After two Democratic presidential debates in which Massachusetts Senator Elizabeth Warren ripped into former New York City Mayor Michael Bloomberg over allegations of sexual harassment against his company, a former sex worker has gone public with her own account of how Bloomberg, as mayor, attacked her—and got her fired from her job as an elementary school teacher. 

Writing for The Nation, Melissa Petro recounts how, in 2010, when she was 30 years old, “Bloomberg came for my job, a writer by education who had been working as a public-school teacher for a little over three years.”

The reason—a New York Post reporter had noticed an essay she has written online, recounting her experiences as a sex worker a decade earlier. 

“Bloomberg yanked me from the classroom and called for the city to take legal action against me, as if my very existence was a crime,” Petro wrote in a separate essay for Rolling Stone

 “At 19, sex work presented itself as a solution—a way of paying for school and covering my living expenses when I saw no other options,” Petro wrote in her Nation essay, published this week. “Stripping and, later, prostitution, made education attainable, a goal Bloomberg claims he will champion if elected president.”
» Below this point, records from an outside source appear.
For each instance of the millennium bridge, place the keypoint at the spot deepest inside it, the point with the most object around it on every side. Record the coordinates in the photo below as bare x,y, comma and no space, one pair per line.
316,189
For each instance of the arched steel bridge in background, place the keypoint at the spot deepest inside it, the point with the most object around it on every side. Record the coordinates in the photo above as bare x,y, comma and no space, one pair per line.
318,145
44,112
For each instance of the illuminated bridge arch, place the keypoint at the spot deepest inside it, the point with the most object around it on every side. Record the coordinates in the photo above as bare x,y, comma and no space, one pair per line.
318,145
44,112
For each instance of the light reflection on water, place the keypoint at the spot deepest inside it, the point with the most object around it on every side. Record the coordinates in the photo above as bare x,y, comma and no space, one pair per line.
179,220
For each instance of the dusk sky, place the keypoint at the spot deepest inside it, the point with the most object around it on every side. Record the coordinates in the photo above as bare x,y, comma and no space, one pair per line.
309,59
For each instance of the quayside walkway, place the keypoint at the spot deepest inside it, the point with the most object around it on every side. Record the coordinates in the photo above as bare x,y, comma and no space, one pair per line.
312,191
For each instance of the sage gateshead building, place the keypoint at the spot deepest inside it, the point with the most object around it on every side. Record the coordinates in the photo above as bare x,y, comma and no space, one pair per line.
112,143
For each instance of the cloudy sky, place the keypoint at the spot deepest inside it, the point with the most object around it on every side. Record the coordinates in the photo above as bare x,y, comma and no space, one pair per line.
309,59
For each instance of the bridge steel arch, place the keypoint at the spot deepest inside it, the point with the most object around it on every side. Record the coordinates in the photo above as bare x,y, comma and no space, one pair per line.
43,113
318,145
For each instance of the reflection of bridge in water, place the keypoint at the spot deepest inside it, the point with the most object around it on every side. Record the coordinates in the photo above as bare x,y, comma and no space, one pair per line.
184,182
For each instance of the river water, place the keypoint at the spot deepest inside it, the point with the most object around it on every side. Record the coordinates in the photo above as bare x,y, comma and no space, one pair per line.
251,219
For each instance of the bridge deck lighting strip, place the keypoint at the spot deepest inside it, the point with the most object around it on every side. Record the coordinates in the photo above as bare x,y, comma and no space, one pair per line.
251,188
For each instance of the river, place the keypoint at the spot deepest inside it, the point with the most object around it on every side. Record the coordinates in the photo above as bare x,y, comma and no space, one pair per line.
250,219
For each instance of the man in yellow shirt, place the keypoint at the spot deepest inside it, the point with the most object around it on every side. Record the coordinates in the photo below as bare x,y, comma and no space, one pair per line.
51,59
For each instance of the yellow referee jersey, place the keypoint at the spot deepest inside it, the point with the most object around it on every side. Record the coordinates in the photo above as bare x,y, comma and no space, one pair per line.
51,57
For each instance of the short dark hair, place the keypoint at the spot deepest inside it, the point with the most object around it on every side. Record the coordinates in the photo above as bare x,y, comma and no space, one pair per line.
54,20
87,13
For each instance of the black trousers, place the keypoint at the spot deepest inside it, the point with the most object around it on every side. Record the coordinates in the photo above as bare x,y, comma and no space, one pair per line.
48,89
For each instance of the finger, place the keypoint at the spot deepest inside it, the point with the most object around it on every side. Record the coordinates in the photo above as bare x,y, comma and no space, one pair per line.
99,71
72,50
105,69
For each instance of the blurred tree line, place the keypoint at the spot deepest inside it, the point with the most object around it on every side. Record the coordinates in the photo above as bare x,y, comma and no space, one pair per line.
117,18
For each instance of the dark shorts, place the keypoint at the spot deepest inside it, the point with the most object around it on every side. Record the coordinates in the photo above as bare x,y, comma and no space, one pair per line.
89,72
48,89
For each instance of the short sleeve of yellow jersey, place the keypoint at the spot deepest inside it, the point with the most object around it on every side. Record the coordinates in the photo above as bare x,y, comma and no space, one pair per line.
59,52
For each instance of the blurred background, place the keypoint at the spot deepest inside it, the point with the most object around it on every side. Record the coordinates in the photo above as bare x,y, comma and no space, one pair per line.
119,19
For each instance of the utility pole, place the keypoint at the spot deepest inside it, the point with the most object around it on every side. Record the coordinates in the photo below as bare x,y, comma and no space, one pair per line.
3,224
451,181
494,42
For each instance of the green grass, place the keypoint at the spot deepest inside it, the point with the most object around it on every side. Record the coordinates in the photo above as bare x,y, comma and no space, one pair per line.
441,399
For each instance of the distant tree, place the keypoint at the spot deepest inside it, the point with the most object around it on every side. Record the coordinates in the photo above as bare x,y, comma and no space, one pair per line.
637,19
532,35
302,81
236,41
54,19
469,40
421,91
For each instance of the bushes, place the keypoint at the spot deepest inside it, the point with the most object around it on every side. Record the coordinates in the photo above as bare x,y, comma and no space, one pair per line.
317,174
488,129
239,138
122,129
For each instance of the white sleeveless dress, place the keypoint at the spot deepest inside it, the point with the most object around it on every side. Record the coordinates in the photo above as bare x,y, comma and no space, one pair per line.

Petro went on to teach art in a Bronx school, but upon seeing the Post story about her, Bloomberg quickly announced that New York City was looking into its own “legal rights” to fire her.

"We're just not going to have this woman in front of a class," Bloomberg said, quoted by a 2010 New York Daily News account. “When I was informed that, of the situation of this teacher saying that she had been a sex worker—I think was the term she might have used —I said 'well, you know, call her, tell her that she is being removed from the classroom.’”

Though a “months long” investigation found nothing negative in her teaching record, according to Petro, the city’s Department of Education instead slapped her with a “Conduct Unbecoming a Professional” charge—for nothing more than her writings in which she described working in the sex industry.

“Unemployed and unemployable, I struggled for years,” Petro wrote—adding that her life is “better today.”

“I doubt I’ll ever fully recover from the trauma of being publicly shamed and ridiculed,” by Bloomberg, she wrote.